DEEP ECOLOGY 1974
74-02-15-ie> quinta-feira, 5 de Dezembro de 2002-scan
ECOLOGIA É UMA FASE EVOLUÍDA DA MARCHA HISTÓRICA(*)
15/Fevereiro/1974 – "O organismo humano adapta-se a tudo".
Este é um dos sofismas mais perigosos com que a ideologia tecnocrática pretende impor os seus crimes e abusos. Não lhe bastando ter divertida a opinião pública o suficiente para que a maioria aceite ser "oferecida" em holocausto à sacrossanta mitologia do progresso tecno-burocrático, pretende completar o ciclo (vicioso) propondo como dado aceite e científico a capacidade do homem para se "adaptar a tudo".

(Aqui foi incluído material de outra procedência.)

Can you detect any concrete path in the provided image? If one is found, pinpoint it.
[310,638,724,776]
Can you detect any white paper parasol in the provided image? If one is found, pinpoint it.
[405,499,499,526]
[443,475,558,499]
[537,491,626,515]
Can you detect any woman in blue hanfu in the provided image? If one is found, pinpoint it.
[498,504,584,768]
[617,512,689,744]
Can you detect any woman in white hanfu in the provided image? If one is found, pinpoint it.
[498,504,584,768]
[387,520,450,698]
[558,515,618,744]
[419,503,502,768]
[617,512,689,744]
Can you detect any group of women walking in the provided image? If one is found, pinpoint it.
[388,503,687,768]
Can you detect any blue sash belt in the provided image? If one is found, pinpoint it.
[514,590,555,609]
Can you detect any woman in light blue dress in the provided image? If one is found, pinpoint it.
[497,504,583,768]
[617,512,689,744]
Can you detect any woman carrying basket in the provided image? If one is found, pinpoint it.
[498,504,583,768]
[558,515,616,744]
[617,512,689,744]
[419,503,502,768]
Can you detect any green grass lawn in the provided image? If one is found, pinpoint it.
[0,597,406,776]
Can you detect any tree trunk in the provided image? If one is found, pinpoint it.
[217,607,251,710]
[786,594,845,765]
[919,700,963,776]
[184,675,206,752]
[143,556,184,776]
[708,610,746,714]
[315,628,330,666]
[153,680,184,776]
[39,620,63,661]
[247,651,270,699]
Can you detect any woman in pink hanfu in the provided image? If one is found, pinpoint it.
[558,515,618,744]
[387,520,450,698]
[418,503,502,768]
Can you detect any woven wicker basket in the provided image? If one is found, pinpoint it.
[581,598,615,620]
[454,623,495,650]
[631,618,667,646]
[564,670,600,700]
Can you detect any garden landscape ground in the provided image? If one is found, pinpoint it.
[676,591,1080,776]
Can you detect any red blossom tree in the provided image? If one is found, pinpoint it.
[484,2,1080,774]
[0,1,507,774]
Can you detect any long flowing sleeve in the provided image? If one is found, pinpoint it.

Teríamos então, segundo esse sofisma, que a biosfera estaria em vias de se transformar na famosa tecnosfera.
Assim como se pode ir gradualmente adaptando o organismo a um veneno - defendem os biocratas - segundo o clássico processo greco-romano designado mitridatismo, assim a espécie humana se iria adaptando a tudo o que constitui manipulação da vida, dejectos, poluição, injecção de produtos químicos, enfim, a toda a tecnocratização da vida e dos indivíduos.
O ruído?
Se é verdade que os antigos dificilmente se têm adaptado às orgias de ruídos ensurdecedores que caracterizam os novos tempos, aí estariam as novas gerações rock, da "orquestra" electrónica, do bombo e da bateria a demonstrar que já saíram do ovo "adaptados" ao novo ambiente de super-ruídos.
Os adubos químicos na fertilização dos solos?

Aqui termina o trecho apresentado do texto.